異呆人

毒にも薬にもならない呟き

戦って戦って戦って死にたい

 いつも不安全燃焼な気がしている。

 自分の能力をフルに発揮する機会なんて人生でそうはないのだろうが、これほど何か持て余す感じがするのも気持ち悪い。

 これこそ自分の進む道だと思えるものがないことは、自分にとって最も大きな懸案であり続けている。

 最近はすっかり諦めているくらいだ。

 いや、まあこの手の問題は諦めようと思って簡単に諦められるものでないことが難しいのだが。

 

昔は陸上競技に力を入れていた。

才能がないことは、中学生くらいでとっくに気付いていた。

試合で勝てないとか、そんなレベルですらない。

同じ学校の、明らかにサボっていて自分よりも練習量の少ない相手にも勝てない。

陸上競技だってものすごくレベルが上がればレースマネジメントの必要性が出てくるが、一介の選手では力の差がすべてである。

テクニックなど存在しない、力と力のぶつかり合いだ。

だから実力差をひっくり返すことは容易ではない。

 

それでも私が競技を続けたのにはいろいろな理由があるが、逆に力がすべてだったからでもある。

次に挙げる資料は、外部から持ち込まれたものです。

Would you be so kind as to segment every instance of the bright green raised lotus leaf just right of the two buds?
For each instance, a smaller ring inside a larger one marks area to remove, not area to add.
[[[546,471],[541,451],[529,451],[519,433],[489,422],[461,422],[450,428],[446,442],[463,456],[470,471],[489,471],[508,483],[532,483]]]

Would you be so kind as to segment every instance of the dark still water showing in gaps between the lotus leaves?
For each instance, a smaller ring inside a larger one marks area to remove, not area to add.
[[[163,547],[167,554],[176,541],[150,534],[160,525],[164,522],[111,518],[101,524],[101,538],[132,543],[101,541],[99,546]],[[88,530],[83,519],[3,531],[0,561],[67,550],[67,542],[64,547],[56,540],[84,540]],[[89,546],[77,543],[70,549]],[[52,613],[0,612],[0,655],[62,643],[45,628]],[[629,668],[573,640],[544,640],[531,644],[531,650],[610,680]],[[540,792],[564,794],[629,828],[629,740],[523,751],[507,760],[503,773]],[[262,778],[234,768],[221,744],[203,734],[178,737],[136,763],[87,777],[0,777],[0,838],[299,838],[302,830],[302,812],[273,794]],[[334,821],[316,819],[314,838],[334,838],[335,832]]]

陸上競技の長距離において、調子の良し悪しはあっても、実力を発揮できないということはほとんどないと思う。

足が、手が、動かなくなればそこまでだ。

とても正直で、誤魔化しの効かないスポーツである。

だから、限界ギリギリまで力を出し尽くせる。

人生において、そんなシーンはなかなかない。

環境や運の要素がどこにでもある。

気がつけば何もできないまま撤退に追い込まれることもある。

ただただ性根の1mmまで燃やし尽くすような機会はない。

そこに魅せられたのだと思う。

もうそこまで走ることに求めることは、何年もしていないが。

 

小さな喜びや楽しみを大切にしながら、平穏無事に暮らしていきたいと願う。

その一方で、血沸き肉踊るような戦いの場を求める自分もいる。

矛盾していると思う。

どちらが真実かとか、正しいかとか、どうでもよくなってきている。

たぶん安寧を求めるのが理性で、闘争を求めるのが本能だろう。

どちらも私の一部で、そんな相反を許容できるくらいには、私も熟れているし膿んでいる。

 

戦って戦って戦って死にたい。

そんな思いが消えない。

仁王立ちで死ぬ弁慶のように、矢は尽き刃折れてなお、立ち続けて死ねたら本望だろう。

それは実際の戦場で暴れ回りたいということとは違う。

世の中に、悪一辺倒の明確な敵など存在しない。

あるのはイデオロギーの違いで、結局は勝ったものが正義のような世界である。

誰かを倒すというより、何か大義を成すための戦いに殉じたい。

 

そんな妄想をする。

もちろん、そんな機会はない。

自分が動かないだけだということもある。

ただ行動すれば何かが変わるとは限らない。

生き残った者は、自分が生き残ったことをもって自身の正当性を主張する。

生き残れなかった数多の屍の上に彼らが立っているという事実は、彼らの成した功績の輝きの影に隠れる。

イチローになれなかった野球少年がどれだけいるだろう。

だからこそ、イチローは特異で素晴らしいのだ。

イチローになるために突っ走るのは勝手だが、なれなかったときのその後の人生は自分で歩まなければならない。

横で囃し立てる誰かは、責任を取ってはくれない。

 

時に本能に突き動かされることはあっても、できるだけ静かに生きていこうと思う。

本当に戦わなければならない時が私に来るのなら、そのときは目の前に嫌でもボールが転がってくるだろう。

いつそんなときが来てもいいように準備運動だけしておこうと思う。